The Leng Review in July noted the lack of convincing and appropriate research on the safety and quality issues of employing PAs, and simply concluded there were:
“no convincing reasons to abolish the roles of AA or PA, although, from a workforce perspective, there is some doubt about the need for the training of further AAs.”
The review called for a change of name of PAs and AAs from ‘Associates’ to ‘Assistants’ to avoid public confusion on whether or not they were doctors. But on the other hand it also recommended Physician Assistants should have more scope still:
“the opportunity to become an ‘advanced’ physician assistant, which should be one Agenda for Change band higher.”
So the only thing significantly changed seems to be the name: the problem is unresolved.
There has been a non-stop series of revelations on social media of Trusts continuing to advertise PA/ACP posts which clearly take over what would otherwise be resident doctors’ posts and responsibilities.
An anaesthetist noted on X/Twitter that: “The same-day emergency care (SDEC) unit in my hospital is staffed by 2 ACPs (god knows what base profession); 2 ANPs (nurses); 4 physician assistants and 1 clinical pharmacist. This means 9 doctor posts are permanently occupied by people who are allowed to work exactly as GPs (they take referrals from GPs and can reject any referral they don’t like).”
University Hospitals Dorset offered an ENT post to an ACP equivalent that is clearly the proper domain of a resident doctor. One advert makes clear that a PA is expected “to train junior residents” – i.e. a person with a Post Graduate Diploma teaching doctors who have trained for at least five years.
In at least two cases adverts have sought a “Higher Level” or a “Consultant” ACP, TWO bands higher on Agenda for Change (8b) (£64-£75,000).
St George’s Hospital Trust in South London, ignoring the Leng Review recommendation, is seeking a PA to “join a growing team of Physician Associates providing care for patients admitted to Trauma and Orthopaedics,” in another job that should properly go to a resident doctor.

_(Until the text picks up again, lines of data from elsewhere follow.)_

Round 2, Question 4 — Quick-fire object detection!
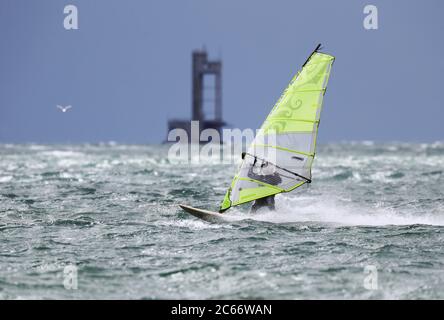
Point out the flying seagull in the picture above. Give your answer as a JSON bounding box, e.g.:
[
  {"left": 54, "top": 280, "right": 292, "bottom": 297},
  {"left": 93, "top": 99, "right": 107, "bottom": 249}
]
[{"left": 57, "top": 105, "right": 72, "bottom": 112}]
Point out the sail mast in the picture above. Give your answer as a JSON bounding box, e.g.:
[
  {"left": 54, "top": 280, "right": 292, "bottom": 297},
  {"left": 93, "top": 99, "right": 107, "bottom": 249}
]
[{"left": 220, "top": 44, "right": 334, "bottom": 212}]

None of this contributes to tackling the shortages of consultants, reducing the waiting list, improving A&E services or improving the overall productivity of the NHS which are supposed to be the government’s big concerns. To deliver any meaningful settlement with the resident doctors Streeting has to recognise and address the underlying problems that have made them so angry … and demoralised.
The demoralisation of resident doctors is well reflected in posting on WhatsApp, anonymised and posted online by Dr Iona Collins on X/Twitter, which ends:
“We are the ones who have kept this broken system running through goodwill, personal sacrifice, and quiet exhaustion. We are the ones who stayed while others left.
“And we’re the ones watching our own children turn away from this profession—not because they lack the intelligence or the heart, but because they saw what it did to us. If you still think pay restoration is about money, you’ve missed the point.”